“Let me be candid,” President George W. Bush told a hastily assembled White House press conference. “I’ve screwed the pooch. From Kennebunkport to Key West, from Walla Walla to San Diego. It’s one big cluster-F out there. So I’m declaring the entire United States a Federal Disaster Area.”
Individuals and businesses across the United States, the President explained, would be eligible to file for special disaster abatement relief, ranging from cash grants and business loans to groceries and reduction, delay, or even forgiveness of income and corporate taxes.
The President said he would tour the entire disaster area by helicopter, to see the damage firsthand. “I understand that the travel time involved will be as much as four months,” the President said. “It’s a big country out there, and one guy in a helicopter—it’s gonna take serious time to see everything.
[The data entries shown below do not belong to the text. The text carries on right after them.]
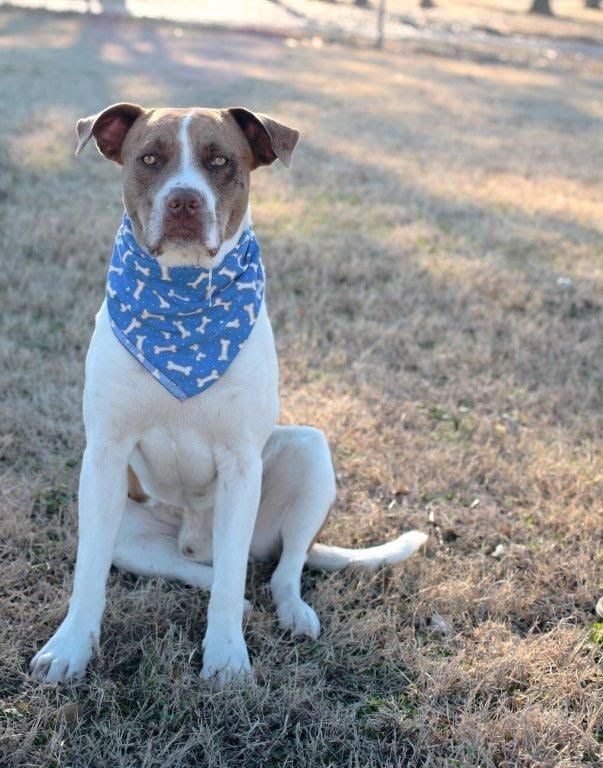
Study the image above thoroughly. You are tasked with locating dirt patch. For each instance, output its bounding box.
[0,11,603,768]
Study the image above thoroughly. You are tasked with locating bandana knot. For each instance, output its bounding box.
[107,213,264,400]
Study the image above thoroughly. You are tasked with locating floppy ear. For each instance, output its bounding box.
[75,102,144,164]
[227,107,299,170]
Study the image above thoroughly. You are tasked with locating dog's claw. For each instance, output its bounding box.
[278,598,320,640]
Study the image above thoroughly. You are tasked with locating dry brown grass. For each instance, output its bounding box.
[0,12,603,768]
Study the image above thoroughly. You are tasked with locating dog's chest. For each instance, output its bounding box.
[131,425,216,509]
[84,306,278,509]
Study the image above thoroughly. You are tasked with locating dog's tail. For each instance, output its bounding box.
[306,531,429,571]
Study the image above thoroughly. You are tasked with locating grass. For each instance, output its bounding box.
[0,11,603,768]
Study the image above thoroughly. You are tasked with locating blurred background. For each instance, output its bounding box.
[0,0,603,768]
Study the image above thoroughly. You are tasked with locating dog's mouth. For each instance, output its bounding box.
[161,222,203,244]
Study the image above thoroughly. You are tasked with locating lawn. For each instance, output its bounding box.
[0,10,603,768]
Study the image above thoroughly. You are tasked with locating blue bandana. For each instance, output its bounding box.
[107,214,264,400]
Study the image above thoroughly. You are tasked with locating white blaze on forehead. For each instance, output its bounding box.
[148,113,220,248]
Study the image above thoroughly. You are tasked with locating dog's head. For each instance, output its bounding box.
[76,103,299,265]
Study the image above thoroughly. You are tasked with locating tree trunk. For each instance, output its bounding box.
[375,0,385,50]
[530,0,553,16]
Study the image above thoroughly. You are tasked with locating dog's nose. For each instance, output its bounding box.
[166,187,203,216]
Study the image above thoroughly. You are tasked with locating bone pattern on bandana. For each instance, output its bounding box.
[107,214,264,400]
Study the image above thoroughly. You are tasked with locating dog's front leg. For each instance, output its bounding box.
[202,448,262,687]
[30,443,131,682]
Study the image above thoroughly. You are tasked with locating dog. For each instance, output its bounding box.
[30,103,427,687]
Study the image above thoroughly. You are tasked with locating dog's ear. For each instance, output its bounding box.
[75,102,145,165]
[227,107,299,170]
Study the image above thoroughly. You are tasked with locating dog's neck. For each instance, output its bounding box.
[157,207,252,270]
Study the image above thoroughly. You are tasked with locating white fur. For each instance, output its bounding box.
[147,114,221,267]
[31,118,425,685]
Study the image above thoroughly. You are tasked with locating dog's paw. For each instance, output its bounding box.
[277,598,320,640]
[201,635,252,689]
[29,626,98,683]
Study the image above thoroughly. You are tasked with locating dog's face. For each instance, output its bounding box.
[76,103,299,264]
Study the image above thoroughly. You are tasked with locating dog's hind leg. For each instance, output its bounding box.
[252,427,335,638]
[113,499,213,590]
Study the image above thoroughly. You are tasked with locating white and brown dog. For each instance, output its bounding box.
[31,103,426,685]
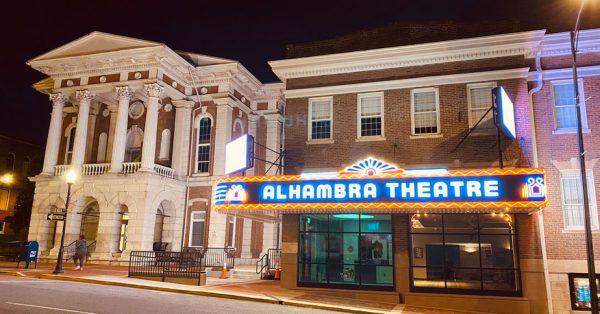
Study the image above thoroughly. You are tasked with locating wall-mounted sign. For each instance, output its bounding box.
[213,158,547,211]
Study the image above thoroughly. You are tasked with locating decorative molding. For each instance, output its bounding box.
[144,83,165,98]
[285,68,529,99]
[269,30,545,81]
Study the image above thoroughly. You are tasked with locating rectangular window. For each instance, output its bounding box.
[410,88,440,135]
[298,214,394,290]
[190,212,206,247]
[467,82,496,129]
[560,170,598,229]
[357,93,384,138]
[552,80,587,130]
[410,214,520,296]
[308,97,333,140]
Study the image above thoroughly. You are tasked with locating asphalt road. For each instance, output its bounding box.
[0,276,335,314]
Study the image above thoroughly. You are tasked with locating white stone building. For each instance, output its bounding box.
[28,32,285,263]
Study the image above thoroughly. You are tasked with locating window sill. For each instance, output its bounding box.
[355,135,386,142]
[552,128,592,135]
[306,138,335,145]
[409,133,444,140]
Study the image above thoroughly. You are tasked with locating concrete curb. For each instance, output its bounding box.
[0,271,388,314]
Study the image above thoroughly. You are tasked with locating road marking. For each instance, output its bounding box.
[6,302,96,314]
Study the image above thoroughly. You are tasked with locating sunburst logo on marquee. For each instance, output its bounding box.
[342,157,398,176]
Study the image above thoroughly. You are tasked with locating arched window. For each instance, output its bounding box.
[158,129,171,160]
[196,118,212,172]
[96,132,108,162]
[6,153,15,171]
[65,127,76,165]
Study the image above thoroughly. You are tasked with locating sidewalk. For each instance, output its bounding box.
[0,262,482,314]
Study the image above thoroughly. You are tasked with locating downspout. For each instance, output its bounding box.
[529,43,554,313]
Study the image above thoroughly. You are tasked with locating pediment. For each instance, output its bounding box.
[28,32,164,63]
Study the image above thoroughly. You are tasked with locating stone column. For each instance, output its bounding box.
[71,89,94,171]
[42,93,69,175]
[171,100,194,177]
[140,83,164,172]
[110,86,134,173]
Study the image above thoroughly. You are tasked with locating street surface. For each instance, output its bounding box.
[0,276,336,314]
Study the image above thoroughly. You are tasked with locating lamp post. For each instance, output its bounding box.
[52,169,77,274]
[571,0,598,314]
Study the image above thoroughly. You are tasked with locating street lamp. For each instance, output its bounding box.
[571,0,598,314]
[52,169,77,274]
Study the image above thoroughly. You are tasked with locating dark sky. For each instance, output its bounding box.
[0,0,600,143]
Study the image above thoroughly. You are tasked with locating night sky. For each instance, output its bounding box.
[0,0,600,144]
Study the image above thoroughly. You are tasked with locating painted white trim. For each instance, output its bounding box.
[356,92,385,141]
[269,30,546,81]
[285,67,529,99]
[467,82,498,128]
[550,77,588,134]
[307,96,333,140]
[410,87,442,138]
[527,65,600,81]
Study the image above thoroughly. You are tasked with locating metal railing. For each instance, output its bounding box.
[154,165,175,178]
[128,251,203,285]
[123,162,142,174]
[81,164,110,176]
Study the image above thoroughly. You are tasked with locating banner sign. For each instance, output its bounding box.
[213,158,547,210]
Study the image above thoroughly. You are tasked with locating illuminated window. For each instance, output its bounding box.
[358,93,384,137]
[196,118,212,172]
[410,88,440,135]
[552,80,587,130]
[467,82,496,129]
[560,170,598,229]
[308,97,333,140]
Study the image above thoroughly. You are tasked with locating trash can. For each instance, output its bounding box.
[17,241,40,269]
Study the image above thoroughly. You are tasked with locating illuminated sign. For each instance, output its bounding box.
[225,134,254,174]
[494,86,517,138]
[213,158,547,210]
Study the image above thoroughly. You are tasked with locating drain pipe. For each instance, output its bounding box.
[529,43,554,313]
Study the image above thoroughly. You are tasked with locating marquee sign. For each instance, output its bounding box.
[213,158,547,210]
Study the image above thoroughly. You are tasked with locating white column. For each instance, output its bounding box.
[140,83,164,172]
[71,89,94,171]
[42,93,69,175]
[110,86,134,173]
[171,100,194,177]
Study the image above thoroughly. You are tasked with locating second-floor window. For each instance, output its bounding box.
[308,97,333,140]
[467,82,496,129]
[552,80,587,130]
[357,93,383,137]
[410,88,440,135]
[196,118,212,172]
[560,170,598,229]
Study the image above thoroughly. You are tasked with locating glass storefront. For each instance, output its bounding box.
[410,214,520,295]
[298,214,394,290]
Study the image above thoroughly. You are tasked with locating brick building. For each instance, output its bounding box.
[215,25,600,313]
[28,32,284,264]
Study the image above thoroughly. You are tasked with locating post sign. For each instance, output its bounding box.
[213,158,547,210]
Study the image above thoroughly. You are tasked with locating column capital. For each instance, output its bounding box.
[115,86,133,100]
[144,83,165,98]
[75,89,96,103]
[50,93,69,106]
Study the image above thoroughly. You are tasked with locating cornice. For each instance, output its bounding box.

The good news is that the bad stuff will be with us for a while, so I’ll have time to see everything.”
Asked by reporters if he was aware of a precedent for declaring the entire United States a disaster, the President shook his head. “Not to my knowledge,” he said. “But then, disasters have traditionally been limited to a single geographical area, like Katrina, or one of those big earthquakes out in California. We never had it where the whole country is one big smoking disaster.”
Asked how the government could afford to provide disaster relief on the magnitude that the President proposed, including billions of dollars to Americans at a time when tax receipts would drop dramatically, the President paused, presumably to think of an idea, and then responded with a terse "No comment."